The U.S. Center for Disease Control and Prevention is urging pregnant women to refrain from traveling to 14 countries and territories in the Caribbean and Latin America affected by the virus.
ATLANTA, GEORGIA, UNITED STATES (NBC) – The U.S. Centers for Disease Control and Prevention on Thursday (January 21) discussed new guidelines for doctors caring for pregnant women who might have been exposed to Zika virus, a mosquito-borne infection that can cause brain damage in a developing fetus.
The new guidelines, first reported by Reuters, include a warning to pregnant women to avoid travel to 14 countries and territories in the Caribbean and Latin America affected by the virus. They include: Puerto Rico, Martinique, Haiti, El Salvador
Guatemala, Honduras, Panama, Brazil, Colombia, French Guiana, Paraguay, Suriname, Venezuela and Mexico.
“We are quite concerned about the potential complications to the fetus of a Zika virus infection of pregnant women and so we really are advising that pregnant women seriously consider postponing travel to these areas if possible,” Dr. Beth Bell of the CDC said.
Pregnant women traveling to impacted areas should take precautions to limit their exposure to mosquitoes.
“Mosquitoes bite not just at night but also during the day. And so the measures that people need to take to prevent mosquito bites they have to use all the time not just at night,” Bell said.
She also recommended that pregnant women stay in places with screens on their doors and windows and use insect repellants such as DEET.
In Brazil, Zika has been linked to a rising number of cases of microcephaly, a condition associated with small head size and brain damage. Tourism officials in that country have tried to play down the risks as the country gears up for Carnivale and the 2016 Olympics, the first in South America.
In its latest to doctors, the CDC urges providers to ask pregnant women about their travel history. Women who have traveled to regions in which Zika is active and who report symptoms during or within two weeks of travel should be offered a test for Zika virus infection.

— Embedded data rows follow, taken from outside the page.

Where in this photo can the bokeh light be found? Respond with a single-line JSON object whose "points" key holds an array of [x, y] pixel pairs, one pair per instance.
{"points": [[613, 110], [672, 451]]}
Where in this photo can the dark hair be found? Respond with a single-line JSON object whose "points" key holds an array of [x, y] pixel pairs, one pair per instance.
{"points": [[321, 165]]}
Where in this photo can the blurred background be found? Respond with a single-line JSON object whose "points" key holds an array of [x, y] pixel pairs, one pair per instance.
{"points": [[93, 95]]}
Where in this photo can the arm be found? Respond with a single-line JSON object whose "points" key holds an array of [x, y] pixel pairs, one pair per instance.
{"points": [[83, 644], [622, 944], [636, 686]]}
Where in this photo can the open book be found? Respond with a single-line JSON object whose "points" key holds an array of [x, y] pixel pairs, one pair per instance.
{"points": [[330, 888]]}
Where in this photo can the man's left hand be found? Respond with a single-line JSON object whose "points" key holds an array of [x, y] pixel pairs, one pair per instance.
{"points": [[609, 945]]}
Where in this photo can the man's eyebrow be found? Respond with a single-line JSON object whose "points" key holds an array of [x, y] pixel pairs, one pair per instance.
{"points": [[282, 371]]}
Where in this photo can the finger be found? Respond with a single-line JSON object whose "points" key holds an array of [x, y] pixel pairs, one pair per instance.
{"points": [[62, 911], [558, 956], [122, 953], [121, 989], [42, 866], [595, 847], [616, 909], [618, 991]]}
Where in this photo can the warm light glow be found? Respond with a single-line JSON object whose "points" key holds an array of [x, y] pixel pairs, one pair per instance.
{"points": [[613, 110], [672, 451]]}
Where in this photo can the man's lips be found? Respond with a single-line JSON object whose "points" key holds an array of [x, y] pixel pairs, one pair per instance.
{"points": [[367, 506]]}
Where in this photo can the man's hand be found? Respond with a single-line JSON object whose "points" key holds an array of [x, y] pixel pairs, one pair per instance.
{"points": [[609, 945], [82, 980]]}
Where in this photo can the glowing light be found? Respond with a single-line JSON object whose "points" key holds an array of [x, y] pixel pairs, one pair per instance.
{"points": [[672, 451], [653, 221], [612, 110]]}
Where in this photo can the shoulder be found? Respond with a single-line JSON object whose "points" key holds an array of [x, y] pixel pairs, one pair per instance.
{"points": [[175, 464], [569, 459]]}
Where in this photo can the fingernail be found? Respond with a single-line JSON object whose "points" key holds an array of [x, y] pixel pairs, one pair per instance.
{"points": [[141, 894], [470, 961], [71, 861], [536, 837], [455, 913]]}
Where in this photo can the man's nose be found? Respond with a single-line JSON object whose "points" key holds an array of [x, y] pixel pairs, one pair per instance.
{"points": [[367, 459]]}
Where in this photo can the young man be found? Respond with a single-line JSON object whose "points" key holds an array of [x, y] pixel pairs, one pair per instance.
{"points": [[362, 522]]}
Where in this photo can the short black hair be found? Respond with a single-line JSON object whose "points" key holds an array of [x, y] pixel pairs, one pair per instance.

Those who test positive should be offered an ultrasound to check the fetus’s head size or check for calcium deposits in the brain, two indicators of microcephaly. These women should also be offered a test of their amniotic fluid called amniocentesis to confirm the presence of Zika virus.
Bell stressed that there are still many unknowns about the Zika virus.
“This is an emerging situation, it’s an emerging virus and things are definitely going to change,” Bell said.
There is no vaccine or treatment for Zika, which causes mild fever and rash. An estimated 80 percent of people infected with the virus have no symptoms at all, making it difficult for pregnant women to know whether they have been infected.